An Agile Manifesto is a great thing to put up on the wall to remind you of your roots, but the rules don't apply to every environment, or to every project.

Agile is

Agile is not

Lots of face-to-face communication at the right time.

Constant interruption.

Constant review and simplification of the process.

Ad-hoc, no process at all.

Developing from English-like User Stories.

Development from high level requirements or use cases which the Subject Matter Expert (SME) can't understand properly.

SME is part of the team and is allocated at least 25% to help out the project.

SME is part of the team for the first week but is then allocated (or requests to be moved) to another project.

Progress is tracked by looking at the burn-down chart and velocity, using story points.  Other than for calculating how many iterations were possible to fit in the timeline, the initial indicative project plan for development was ignored by the programmers until completion of the build phase.

Progress is tracked by hours worked on individual tasks and from the burn down chart and itemized in three different timesheets and in a task tracking system and on a project plan.

When any of the above didn't match exactly, the developer in error was asked to explain why.

Clear communication to all stakeholders of how the development is tracking, for better or for worse.  The project leads made sure the business stakeholders were involved as soon as there was something to look at.

Business stakeholders first looked at the application in the last iteration and had some nasty surprises and a large number of changes.

Variable scope.

It is natural for scope of a project to grow as more information is revealed, since it is impossible to capture all requirements at the beginning.  Desired functionality won't work as planned, back-end data won't be available, user interfaces too confusing, products will fail to deliver the goods.  All need to have workarounds or the software won't be successful.

Fixed scope.  

All the stories required for completion of the project must be on a story card by iteration one. No new stories are allowed without a heavyweight approval process.  

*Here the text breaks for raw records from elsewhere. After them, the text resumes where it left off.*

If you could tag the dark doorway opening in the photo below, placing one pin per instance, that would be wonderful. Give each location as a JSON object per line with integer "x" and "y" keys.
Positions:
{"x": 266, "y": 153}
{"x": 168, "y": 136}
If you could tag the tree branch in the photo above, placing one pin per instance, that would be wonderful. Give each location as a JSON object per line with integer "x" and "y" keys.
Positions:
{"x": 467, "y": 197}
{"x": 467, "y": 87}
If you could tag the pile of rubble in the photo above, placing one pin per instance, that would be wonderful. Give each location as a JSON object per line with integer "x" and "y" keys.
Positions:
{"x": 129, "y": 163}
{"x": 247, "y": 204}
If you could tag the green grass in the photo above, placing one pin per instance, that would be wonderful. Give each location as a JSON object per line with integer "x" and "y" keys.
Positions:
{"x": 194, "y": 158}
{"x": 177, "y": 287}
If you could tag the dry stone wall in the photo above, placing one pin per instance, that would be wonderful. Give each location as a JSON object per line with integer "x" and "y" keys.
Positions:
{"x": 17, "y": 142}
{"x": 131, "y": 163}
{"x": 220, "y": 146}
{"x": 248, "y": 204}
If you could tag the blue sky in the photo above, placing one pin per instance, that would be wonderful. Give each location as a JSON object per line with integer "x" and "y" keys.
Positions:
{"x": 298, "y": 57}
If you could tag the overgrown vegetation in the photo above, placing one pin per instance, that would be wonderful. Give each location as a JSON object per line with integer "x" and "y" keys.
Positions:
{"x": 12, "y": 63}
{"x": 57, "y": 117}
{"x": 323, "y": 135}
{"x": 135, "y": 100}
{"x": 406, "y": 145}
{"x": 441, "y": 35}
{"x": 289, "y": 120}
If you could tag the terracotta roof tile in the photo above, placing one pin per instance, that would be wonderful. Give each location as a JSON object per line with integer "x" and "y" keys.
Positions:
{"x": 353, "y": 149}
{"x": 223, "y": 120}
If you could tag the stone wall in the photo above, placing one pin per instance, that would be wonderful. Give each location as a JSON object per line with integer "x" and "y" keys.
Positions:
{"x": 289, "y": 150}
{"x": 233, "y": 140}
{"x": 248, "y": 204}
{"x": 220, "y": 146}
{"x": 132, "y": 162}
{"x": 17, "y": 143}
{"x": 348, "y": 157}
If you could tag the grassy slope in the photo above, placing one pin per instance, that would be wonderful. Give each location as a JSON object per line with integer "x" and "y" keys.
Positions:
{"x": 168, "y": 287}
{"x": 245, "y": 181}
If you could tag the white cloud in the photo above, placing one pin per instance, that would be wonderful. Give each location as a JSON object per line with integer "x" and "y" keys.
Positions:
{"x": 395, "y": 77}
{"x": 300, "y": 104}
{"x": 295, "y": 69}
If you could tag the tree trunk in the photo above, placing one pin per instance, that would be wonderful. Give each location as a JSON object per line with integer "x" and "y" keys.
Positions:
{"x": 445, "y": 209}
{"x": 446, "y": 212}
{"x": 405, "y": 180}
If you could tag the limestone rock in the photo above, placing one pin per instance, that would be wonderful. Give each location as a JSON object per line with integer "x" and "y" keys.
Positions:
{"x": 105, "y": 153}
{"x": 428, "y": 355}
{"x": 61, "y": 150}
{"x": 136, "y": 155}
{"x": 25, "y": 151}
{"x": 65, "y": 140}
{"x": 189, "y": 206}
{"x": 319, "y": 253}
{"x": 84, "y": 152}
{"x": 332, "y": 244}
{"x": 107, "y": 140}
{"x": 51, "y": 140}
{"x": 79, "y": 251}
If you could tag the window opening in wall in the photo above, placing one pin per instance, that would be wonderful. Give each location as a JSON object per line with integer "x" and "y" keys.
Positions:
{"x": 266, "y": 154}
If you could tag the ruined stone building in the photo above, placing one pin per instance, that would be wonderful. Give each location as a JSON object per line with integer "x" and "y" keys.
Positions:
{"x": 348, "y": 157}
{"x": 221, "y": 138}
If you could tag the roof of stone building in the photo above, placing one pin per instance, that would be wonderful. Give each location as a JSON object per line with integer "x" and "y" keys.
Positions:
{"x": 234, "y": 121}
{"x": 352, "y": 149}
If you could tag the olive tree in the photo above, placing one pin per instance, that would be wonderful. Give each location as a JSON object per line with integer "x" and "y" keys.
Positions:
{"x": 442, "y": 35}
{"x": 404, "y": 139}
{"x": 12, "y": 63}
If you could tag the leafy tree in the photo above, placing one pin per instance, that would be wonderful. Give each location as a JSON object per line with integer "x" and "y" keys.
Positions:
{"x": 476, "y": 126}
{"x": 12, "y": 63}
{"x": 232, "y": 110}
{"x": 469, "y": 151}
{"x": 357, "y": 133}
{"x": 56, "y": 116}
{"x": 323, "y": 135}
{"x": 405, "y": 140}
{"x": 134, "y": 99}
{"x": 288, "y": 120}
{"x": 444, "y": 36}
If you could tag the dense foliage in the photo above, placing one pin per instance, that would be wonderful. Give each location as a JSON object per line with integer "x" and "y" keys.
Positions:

To allow the software to function, programmers are forced to sneak in new stories using spare time between iterations.  These secret stories can't be formally tested because then there would then be reporting visibility of them and they'd get In trouble.

A clear vision of what the project outcome needs to look like and how it is going to be put together. Clear workshops, investigation, high level architecture and goals.

A fuzzy vision of a number of directions the project might take and then code like hell to see what the result is. This approach wastes a lot of money and often fails but is surprisingly common.  

Likewise, Agile theory doesn't always apply to the real world without some adjustment.

Theoretical Agile

Real Agile

Scope is variable

Most companies need to go to the board to get funding for an IT project. In order to release cash, the board naturally wants to know exactly what they will get for the money. There is usually a fine balance where changes are carefully negotiated with the business stakeholders.  

Everyone who has something to deliver for the project comes to the morning standup.

It's very unusual to find a company where every department is able to act in an Agile manner.  Infrastructure teams are usually not agile and won't come to standups so some members of your team will be less productive at times to manage those external parties.

The architecture of the solution can evolve to be simplified or get more complex if needed.

Infrastructure teams and architects often need the solution documented in high detail before development starts, in order to secure the necessary approvals in time for go-live.   Unless architects are open to wholesale changes to the design, it's pretty hard to alter anything without lots of additional documentation and approvals.

Estimations are done using story points which have no time component.

Developers still think of tasks in terms of days.  There is usually an “exchange rate” at estimation time of days vs story points.

Pair programming

(arguably XP, but still relevant to Agile)

Pair programming is a useful way to skill up and mentor junior developers, but most good members of teams work faster alone. Unless the software will be used to to run a nuclear power plant, it is almost impossible to justify the perceived additional cost to the business stakeholders.  Programmers are expensive.

100% code coverage

Full code coverage can make refactoring efforts unreasonably onerous to the point that developers avoid making important changes.  A codebase with Junit tests that take ten minutes to execute will slow development to a crawl unless those tests are only executed as part of the continuous integration build.

Keep Junit tests for the important tricky pieces of code only, such as rules engines, calculations, date manipulations, not for Controllers or getters and setters.  

Instead robust Selenium tests are used to exercise whole vertical slices of the application, right through to the back-end.  

Showcases at the end of every iteration.

Unless there are new obvious features being delivered, all parties can agree to skip the showcase, especially if all the bug fixes have already been desk checked by the SME.